Communications blackout masks scale of abuses
Reliable data on the conflict’s human toll are difficult to verify. Internet outages, damaged telecommunication infrastructure, and the presence of armed checkpoints have severely limited the flow of independent information from many parts of the country. A rare stream of verified videos released in October 2025, showing mass killings in Darfur, prompted renewed scrutiny of RSF operations in the region. Yet observers warn that the footage likely represents only a fraction of ongoing violence, given the restrictions on journalists and monitoring agencies.
With the RSF now controlling large portions of Darfur, local residents report widespread looting and forced displacement. The United Nations Office for the Coordination of Humanitarian Affairs (OCHA) has repeatedly urged unfettered access to the area, stressing that tens of thousands remain without shelter or medical care. An OCHA representative who toured Darfur in late 2025 said lifesaving aid “is not reaching people in time,” while stocks of food and essential medicines are almost depleted.
Aid workers forced to flee and abandon supplies
Relief personnel interviewed in partnership with Women for Women International describe an environment where delivering assistance often means choosing between personal safety and professional duty. One medical technician recounted leaving behind surgical instruments, generators, and pharmaceutical supplies while escaping an RSF raid on a field clinic. Losing that equipment, he said, set back surgical capacity by months and left trauma patients with minimal care options.
Hiba, a 26-year-old staff member at the Sudan Family Planning Association, works with a mobile clinic that offers reproductive health consultations and support for survivors of gender-based violence. She notes that requests for contraceptives and psychosocial counseling rise each week, yet funding and material shipments have not kept pace. “The needs in the camp are growing every day,” she observed, adding that displaced families seek more than subsistence; they need sustained access to education, livelihoods, and mental-health services to rebuild their lives.
According to data from the ReliefWeb humanitarian information service, more than half of Sudan’s population now requires assistance, but less than one-third of the UN’s 2025 response plan has been financed. Aid officials say that shortfall affects everything from food distribution to obstetric care, forcing agencies to ration supplies or suspend programs altogether.
Remote hospital repeatedly targeted
In the Nuba Mountains of South Kordofan, Dr. Tom Catena serves as medical director at Mother of Mercy Hospital, one of the few functioning surgical facilities in the region. Catena, the sole full-time doctor for an estimated population of over three million, reports that the hospital was already operating at capacity before the civil war. Since hostilities intensified, casualty numbers have climbed, while donations have stagnated.

Imagem: Internet
In a video diary recorded in December 2025, Catena described a drone strike that killed about 40 people near the hospital two weeks earlier.
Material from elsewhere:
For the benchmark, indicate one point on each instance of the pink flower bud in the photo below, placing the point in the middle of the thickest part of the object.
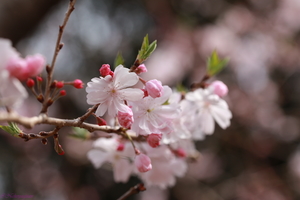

He said the incident echoed a bombing campaign carried out more than a decade ago, demonstrating a pattern of medical sites being deliberately or recklessly struck. “Without funding you can’t do anything,” Catena noted, emphasizing that even skilled personnel are rendered ineffective when basic resources—fuel for generators, sterilization supplies, and antibiotics—are lacking.
Satellite imagery reviewed by independent analysts shows scorch marks and craters around several health facilities in South Kordofan, corroborating reports that strikes have impeded medical evacuations and disrupted vaccination campaigns. Humanitarian law prohibits targeting hospitals, yet repeated incidents suggest that civilian infrastructure remains vulnerable.
International response falls short
While multiple governments have condemned atrocities in Sudan, large-scale evacuations of foreign nationals in 2023 were not followed by equivalent measures to protect local populations, aid groups say. The U.S. designation of genocide against the RSF, announced in late 2025, prompted calls for sanctions and arms embargoes, but on-the-ground workers report little immediate relief.
Neighboring countries, already hosting sizable refugee communities from earlier conflicts, have begun tightening border controls. As a result, more displaced people end up in informal camps inside Sudan’s borders, where agencies face logistical barriers to delivering shelter materials and disease-prevention supplies. Cholera outbreaks in at least two states in mid-2025 appear linked to contaminated water sources and overcrowded living conditions, according to field epidemiologists.
Ongoing need for resources and access
As the conflict enters its fourth calendar year, humanitarian officials repeat pleas for sustained funding, secure corridors, and diplomatic pressure on both warring parties. The absence of a nationwide cease-fire hampers relief convoys, while localized agreements often collapse within days. Civilians like Nadra Ahmed, now nearing her due date, remain uncertain whether they will give birth in a staffed clinic or in makeshift shelters where sanitation is minimal and electricity unreliable.
With operations constrained by insecurity and budget deficits, aid providers caution that the coming months could bring deeper food shortages and rising maternal mortality unless access improves. For now, workers such as Hiba and Dr. Catena continue to improvise, relying on donations that trickle in and volunteers who risk their safety to keep critical services running amid one of the world’s most protracted and under-reported wars.